Screening for Glaucoma in Namil Area, South Korea

This study has been completed.
Sponsor:
Information provided by:
Korean Glaucoma Society
ClinicalTrials.gov Identifier:
NCT00727168
First received: July 30, 2008
Last updated: August 1, 2008
Last verified: August 2008
  Purpose

The purpose of this study is to study the prevalence of glaucoma in Korea, the investigators selected Namil area in Geumsan city, located in central Korea. The residents aged over 40 in this area are to be recruited to full ophthalmologic examination to detect and classify the glaucoma.


Condition
Glaucoma
Intraocular Pressure
Optic Nerve Head
Visual Field

Study Type: Observational
Study Design: Observational Model: Cohort
Time Perspective: Cross-Sectional
Official Title: Epidemiologic Study for the Prevalence of Glaucoma in Namil Area, Geumsan City, South Korea

Resource links provided by NLM:


Further study details as provided by Korean Glaucoma Society:

Primary Outcome Measures:
  • Prevalence of glaucoma in Namil area [ Time Frame: cross-sectional ] [ Designated as safety issue: No ]

Secondary Outcome Measures:
  • Clinical factors associated with the glaucoma [ Time Frame: cross-sectional ] [ Designated as safety issue: No ]

Enrollment: 1532
Study Start Date: November 2007
Study Completion Date: February 2008
Primary Completion Date: February 2008 (Final data collection date for primary outcome measure)
Detailed Description:

Screening includes following examinations; Questionaire and Consent form, Visual acuity test, Auto-refraction, IOL Master measurement, Pachymetry, FDT Perimetry, Fundus Photography, Slit lamp examination, Goldmann applanation Tonometry, Gonioscopy, and Binocular optic disc evaluation. For the cases showing any abnormality in FDT perimetry, optic disc morphology, or intraocular pressure, Humphrey automated visual field test is to be performed as an extended examination.
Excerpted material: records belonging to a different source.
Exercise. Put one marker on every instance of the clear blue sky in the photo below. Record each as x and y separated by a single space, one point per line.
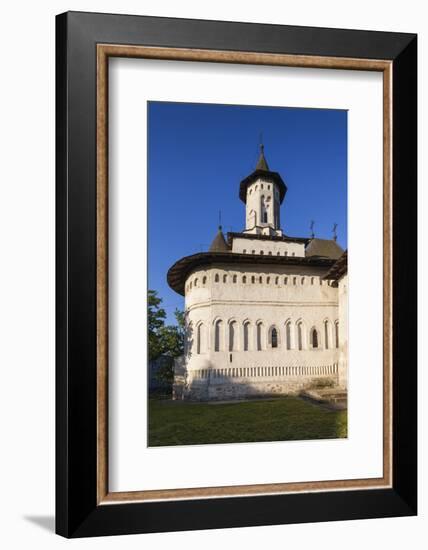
198 154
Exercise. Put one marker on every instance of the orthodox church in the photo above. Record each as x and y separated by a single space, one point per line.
266 313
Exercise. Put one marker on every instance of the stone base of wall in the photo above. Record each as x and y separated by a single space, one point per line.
243 389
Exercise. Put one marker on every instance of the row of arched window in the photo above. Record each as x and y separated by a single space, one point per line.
232 336
269 252
257 279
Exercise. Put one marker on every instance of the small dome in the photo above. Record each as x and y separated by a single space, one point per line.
219 243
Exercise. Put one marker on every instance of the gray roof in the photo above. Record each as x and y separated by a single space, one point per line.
323 248
261 163
219 243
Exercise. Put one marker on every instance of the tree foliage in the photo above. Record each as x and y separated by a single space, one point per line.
164 340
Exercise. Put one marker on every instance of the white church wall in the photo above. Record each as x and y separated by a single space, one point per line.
343 331
229 355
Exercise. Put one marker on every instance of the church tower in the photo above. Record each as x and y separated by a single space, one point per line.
262 192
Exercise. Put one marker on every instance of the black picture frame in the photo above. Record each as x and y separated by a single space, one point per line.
77 511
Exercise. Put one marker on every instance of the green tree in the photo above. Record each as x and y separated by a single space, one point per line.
172 345
164 340
156 321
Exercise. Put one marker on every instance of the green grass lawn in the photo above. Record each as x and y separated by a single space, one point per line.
280 419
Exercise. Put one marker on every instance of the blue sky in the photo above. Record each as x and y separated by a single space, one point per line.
198 154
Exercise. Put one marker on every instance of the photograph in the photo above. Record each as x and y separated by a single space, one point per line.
247 273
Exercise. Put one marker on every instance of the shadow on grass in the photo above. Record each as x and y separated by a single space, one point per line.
258 420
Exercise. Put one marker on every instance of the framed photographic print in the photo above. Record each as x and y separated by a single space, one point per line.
236 274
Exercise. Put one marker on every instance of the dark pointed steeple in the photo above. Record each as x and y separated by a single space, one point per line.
262 171
219 243
262 163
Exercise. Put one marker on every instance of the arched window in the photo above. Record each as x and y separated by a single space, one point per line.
259 336
314 338
274 337
300 336
232 336
218 340
246 335
326 340
288 335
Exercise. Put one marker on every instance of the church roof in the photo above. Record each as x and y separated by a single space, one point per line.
339 268
262 171
323 248
219 243
261 163
278 238
178 273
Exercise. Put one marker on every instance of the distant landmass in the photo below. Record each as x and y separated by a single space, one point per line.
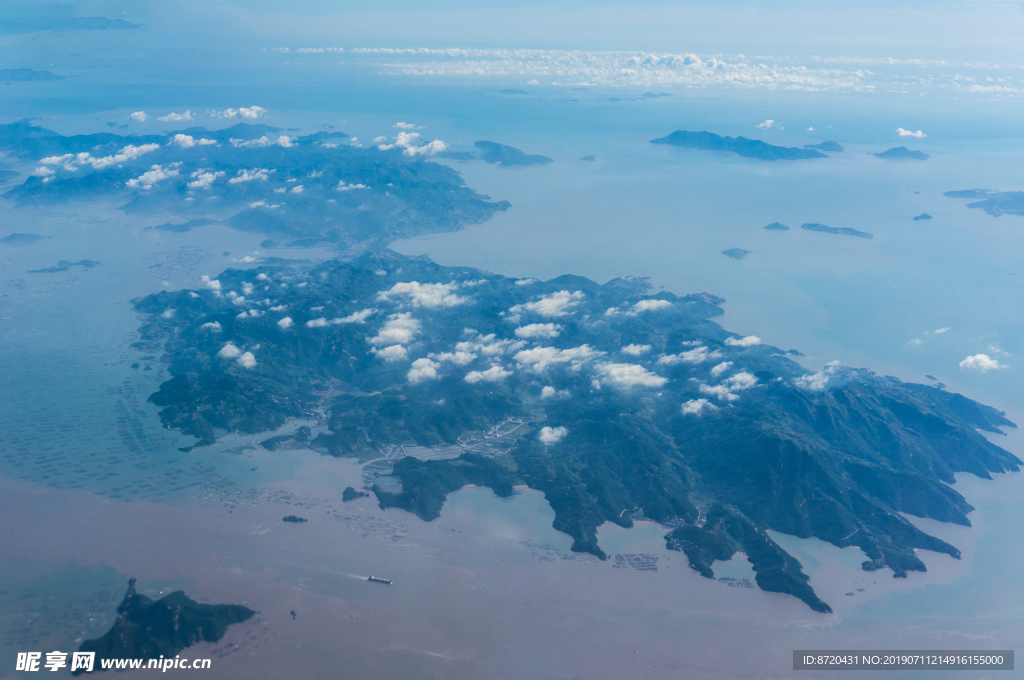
830 146
22 239
992 202
437 355
26 75
740 145
147 629
185 226
64 265
902 153
500 154
845 230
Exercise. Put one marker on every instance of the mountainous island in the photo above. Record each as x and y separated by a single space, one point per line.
902 154
740 145
993 203
627 404
845 230
306 190
147 629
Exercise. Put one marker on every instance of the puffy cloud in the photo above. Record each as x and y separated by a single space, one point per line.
399 330
650 305
250 113
391 353
818 381
342 186
229 351
695 355
356 316
176 117
550 435
424 295
539 331
720 369
203 179
727 391
249 175
155 174
247 360
187 141
423 369
539 358
494 374
629 375
697 407
556 304
981 364
749 341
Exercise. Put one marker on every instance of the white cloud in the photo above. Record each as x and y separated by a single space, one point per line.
399 330
650 305
250 175
250 113
981 364
424 295
356 316
697 407
556 304
391 353
720 369
155 174
550 435
204 179
539 331
726 391
187 141
818 381
749 341
494 374
176 117
423 369
539 358
228 351
695 355
629 375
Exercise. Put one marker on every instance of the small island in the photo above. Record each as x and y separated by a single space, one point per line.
845 230
147 629
902 154
740 145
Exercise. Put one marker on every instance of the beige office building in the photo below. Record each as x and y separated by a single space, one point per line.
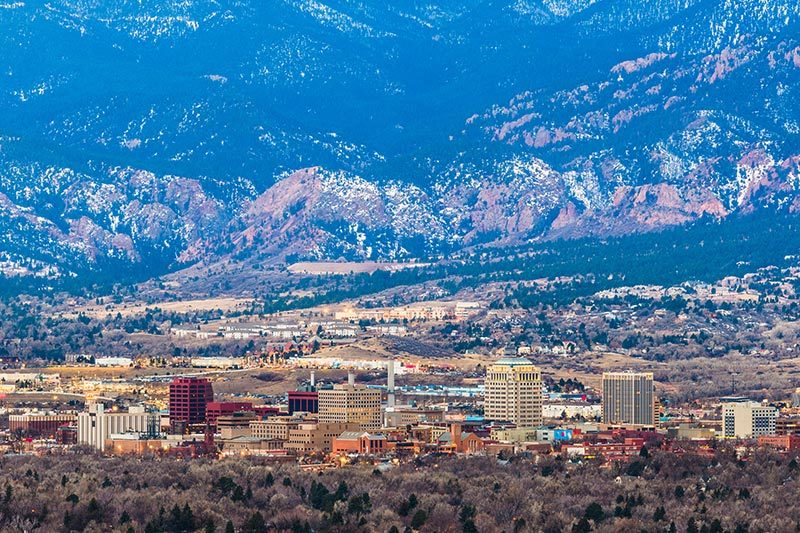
275 427
514 392
748 420
316 437
351 404
628 399
97 425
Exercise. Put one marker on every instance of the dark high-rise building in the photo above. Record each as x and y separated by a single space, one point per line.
215 410
306 401
188 398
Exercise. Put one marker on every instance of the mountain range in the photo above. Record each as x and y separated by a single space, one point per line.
144 136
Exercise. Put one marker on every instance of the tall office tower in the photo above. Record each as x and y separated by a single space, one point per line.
514 392
351 404
628 398
748 420
188 398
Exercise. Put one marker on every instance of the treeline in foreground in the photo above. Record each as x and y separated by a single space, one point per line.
657 492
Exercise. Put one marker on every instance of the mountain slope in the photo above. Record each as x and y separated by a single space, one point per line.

Finally, optic nerve head evaluation by OCT or GDx analyzer is to be used as a confirmation test, as well as additional Humphrey visual field test.

  Eligibility

Ages Eligible for Study:   40 Years and older
Genders Eligible for Study:   Both
Accepts Healthy Volunteers:   Yes
Sampling Method:   Probability Sample
Study Population

All residents aged over 40 in Namil area in Geumsan city

Criteria

Inclusion Criteria:

  • All residents aged over 40 in Namil area

Exclusion Criteria:

  • Individuals registered but not actually living in this area
  Contacts and Locations
Choosing to participate in a study is an important personal decision. Talk with your doctor and family members or friends about deciding to join a study. To learn more about this study, you or your doctor may contact the study research staff using the Contacts provided below. For general information, see Learn About Clinical Studies.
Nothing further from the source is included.